Ministry of Trade to issue regulations to stop predatory pricing on e-commerce

WhatsApp Image 2021-03-10 at 22.25.41.jpeg

President Joko Widodo recently stated that the modern market system makes efforts to anticipate predatory pricing, especially in e-commerce, more critical than ever. He said that predatory pricing in e-commerce has killed local micro, small and medium-sized enterprises (MSME) as they were unable to compete with bigger companies; most of which are foreign companies.

As a follow up to the president’s instruction, the Ministry of Trade will issue a regulation to prevent and stop predatory pricing in e-commerce.
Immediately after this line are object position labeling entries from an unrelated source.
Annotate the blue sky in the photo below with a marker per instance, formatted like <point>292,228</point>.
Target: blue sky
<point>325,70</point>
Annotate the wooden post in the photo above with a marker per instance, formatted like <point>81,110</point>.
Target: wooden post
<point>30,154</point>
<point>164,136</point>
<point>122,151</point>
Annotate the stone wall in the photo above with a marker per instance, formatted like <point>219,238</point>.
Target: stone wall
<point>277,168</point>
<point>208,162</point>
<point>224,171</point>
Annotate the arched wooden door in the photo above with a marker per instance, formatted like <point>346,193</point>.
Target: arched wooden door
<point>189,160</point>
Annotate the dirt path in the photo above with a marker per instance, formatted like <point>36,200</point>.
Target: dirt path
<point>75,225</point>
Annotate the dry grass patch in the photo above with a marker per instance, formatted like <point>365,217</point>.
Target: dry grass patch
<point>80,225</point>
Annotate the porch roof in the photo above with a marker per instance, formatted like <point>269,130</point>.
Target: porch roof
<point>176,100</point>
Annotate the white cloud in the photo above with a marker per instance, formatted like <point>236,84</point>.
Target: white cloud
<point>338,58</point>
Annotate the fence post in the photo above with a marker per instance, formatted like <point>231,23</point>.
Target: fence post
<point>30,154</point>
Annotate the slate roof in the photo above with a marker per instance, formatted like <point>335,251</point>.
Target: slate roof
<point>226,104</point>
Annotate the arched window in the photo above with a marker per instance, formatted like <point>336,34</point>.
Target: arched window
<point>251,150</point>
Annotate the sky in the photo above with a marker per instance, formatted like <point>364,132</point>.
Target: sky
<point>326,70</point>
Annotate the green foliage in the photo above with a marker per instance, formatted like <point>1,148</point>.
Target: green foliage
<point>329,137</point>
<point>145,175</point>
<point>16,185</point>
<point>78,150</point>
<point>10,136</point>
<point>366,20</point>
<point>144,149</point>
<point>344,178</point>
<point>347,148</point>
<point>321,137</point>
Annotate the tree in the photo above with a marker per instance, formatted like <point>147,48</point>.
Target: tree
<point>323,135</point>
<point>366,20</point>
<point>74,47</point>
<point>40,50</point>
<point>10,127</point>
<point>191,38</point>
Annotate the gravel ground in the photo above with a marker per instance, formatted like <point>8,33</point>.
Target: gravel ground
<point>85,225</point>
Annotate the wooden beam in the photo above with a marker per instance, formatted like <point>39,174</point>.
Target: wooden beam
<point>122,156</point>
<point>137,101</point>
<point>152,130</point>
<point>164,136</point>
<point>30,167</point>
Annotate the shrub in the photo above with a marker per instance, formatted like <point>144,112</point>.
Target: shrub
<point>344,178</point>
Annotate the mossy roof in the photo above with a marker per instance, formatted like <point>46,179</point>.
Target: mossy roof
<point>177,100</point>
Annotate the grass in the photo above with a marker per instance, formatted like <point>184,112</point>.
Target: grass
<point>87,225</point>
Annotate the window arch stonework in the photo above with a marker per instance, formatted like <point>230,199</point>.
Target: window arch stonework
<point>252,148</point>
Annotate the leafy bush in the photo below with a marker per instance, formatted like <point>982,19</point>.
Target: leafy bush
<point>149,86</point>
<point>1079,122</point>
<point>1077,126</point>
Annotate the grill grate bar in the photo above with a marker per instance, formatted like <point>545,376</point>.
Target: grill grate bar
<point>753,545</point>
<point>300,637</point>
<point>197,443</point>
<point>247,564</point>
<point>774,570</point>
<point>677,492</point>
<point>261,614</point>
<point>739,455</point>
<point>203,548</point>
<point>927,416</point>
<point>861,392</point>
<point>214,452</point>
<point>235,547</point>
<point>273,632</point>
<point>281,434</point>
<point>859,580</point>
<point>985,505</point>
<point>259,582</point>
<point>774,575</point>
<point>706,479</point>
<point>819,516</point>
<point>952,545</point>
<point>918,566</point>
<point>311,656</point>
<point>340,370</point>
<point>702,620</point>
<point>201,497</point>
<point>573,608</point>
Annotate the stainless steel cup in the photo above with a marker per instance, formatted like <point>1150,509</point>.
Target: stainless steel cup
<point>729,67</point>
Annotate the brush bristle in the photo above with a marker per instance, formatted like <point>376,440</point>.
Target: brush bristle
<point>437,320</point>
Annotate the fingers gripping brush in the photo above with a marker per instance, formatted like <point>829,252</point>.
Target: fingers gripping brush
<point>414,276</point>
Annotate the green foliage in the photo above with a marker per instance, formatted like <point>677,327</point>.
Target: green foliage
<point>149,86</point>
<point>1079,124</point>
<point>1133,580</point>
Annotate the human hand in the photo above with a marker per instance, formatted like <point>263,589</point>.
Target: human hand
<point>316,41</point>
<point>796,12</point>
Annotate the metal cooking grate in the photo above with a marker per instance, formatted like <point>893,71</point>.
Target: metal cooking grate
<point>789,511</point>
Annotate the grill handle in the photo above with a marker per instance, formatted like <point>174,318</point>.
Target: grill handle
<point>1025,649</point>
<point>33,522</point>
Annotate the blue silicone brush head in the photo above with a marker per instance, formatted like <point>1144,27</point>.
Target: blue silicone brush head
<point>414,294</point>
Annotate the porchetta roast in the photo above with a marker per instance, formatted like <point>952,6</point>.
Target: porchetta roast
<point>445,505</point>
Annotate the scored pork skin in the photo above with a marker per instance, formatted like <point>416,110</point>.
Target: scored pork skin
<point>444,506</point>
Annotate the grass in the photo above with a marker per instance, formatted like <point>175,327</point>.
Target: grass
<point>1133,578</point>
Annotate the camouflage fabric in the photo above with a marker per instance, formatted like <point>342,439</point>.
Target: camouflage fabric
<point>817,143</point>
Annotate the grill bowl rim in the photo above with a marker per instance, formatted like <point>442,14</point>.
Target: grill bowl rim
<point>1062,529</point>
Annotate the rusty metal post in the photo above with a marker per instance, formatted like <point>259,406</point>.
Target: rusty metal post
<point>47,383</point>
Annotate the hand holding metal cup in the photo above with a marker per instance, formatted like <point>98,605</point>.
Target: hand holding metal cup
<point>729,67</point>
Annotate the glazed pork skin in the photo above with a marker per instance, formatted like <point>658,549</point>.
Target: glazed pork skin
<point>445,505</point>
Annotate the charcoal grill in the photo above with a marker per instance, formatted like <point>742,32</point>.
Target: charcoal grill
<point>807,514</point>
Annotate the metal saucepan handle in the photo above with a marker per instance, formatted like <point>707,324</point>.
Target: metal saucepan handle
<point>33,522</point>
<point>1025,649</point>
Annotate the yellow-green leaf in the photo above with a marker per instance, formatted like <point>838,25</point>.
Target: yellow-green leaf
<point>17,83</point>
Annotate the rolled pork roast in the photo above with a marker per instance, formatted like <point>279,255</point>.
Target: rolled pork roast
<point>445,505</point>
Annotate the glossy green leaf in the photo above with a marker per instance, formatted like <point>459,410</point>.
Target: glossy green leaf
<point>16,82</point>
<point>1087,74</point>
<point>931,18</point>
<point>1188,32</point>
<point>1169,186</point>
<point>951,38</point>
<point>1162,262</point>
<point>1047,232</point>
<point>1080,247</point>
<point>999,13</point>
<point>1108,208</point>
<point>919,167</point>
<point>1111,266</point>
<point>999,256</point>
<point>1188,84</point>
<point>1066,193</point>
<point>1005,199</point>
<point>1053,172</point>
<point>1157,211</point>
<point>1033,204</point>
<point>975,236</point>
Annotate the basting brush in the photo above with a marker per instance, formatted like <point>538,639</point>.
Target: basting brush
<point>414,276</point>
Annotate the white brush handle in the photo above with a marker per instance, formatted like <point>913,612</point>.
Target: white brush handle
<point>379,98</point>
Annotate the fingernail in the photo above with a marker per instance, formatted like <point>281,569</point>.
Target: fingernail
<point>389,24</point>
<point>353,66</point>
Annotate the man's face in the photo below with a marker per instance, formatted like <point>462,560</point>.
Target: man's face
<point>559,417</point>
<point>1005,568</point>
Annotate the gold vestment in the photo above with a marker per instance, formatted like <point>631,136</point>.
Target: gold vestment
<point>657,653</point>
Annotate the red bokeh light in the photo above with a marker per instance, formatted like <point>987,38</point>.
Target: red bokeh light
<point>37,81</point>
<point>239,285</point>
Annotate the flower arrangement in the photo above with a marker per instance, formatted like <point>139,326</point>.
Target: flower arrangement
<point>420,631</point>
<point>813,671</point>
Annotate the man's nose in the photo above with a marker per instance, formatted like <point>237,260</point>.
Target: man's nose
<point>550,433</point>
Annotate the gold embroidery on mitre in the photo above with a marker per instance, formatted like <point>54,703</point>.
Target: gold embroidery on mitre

One of the points in the regulation is about discounts and promotional deals, in which the ministry will formulate the requirements for e-commerce to give discounts and promotional deals for foreign products.

Originally, special treatments, such as discounts and promotional deals, by e-commerce were aimed at attracting users. However, the government revealed that foreign sellers in Indonesian e-commerce use artificial intelligence (AI) to copy the idea, design and production system of Indonesian MSMEs, then create similar products and sell them at a far lower price. Local MSMEs, which have only limited resources and capacity, are unable to compete in this environment and eventually fall. 

Predatory pricing is not actually a new issue in the rise of digital marketplace, but just recently started to surface because the pandemic makes people rely more on digital methods.

What is predatory pricing?

Predatory pricing is an act of setting prices at below cost or as low as possible in order to eliminate the competition. The winners are usually those with larger capital because they have the capability and resources to endure the initial losses in order to gain bigger profits in the end.

Imagine a traditional market where there are many sellers with identical products. One seller has more capital than the others, so he can sell his products below cost. Other sellers with less capital need immediate profit so that they can still sell the next day, so setting a same price with that one seller is not an option for them. Customers will automatically go to the seller with the lower price, and those with less capital will be forced to exit the competition. This practice in turn forms a monopoly.

This is the fate of Indonesian MSMEs if the government does not take any measure. They will no longer be able to compete in e-commerce because they do not have the same level of resources as foreign businesses. Eventually, the market will be dominated by foreign players with unfair advantage they get from this practice.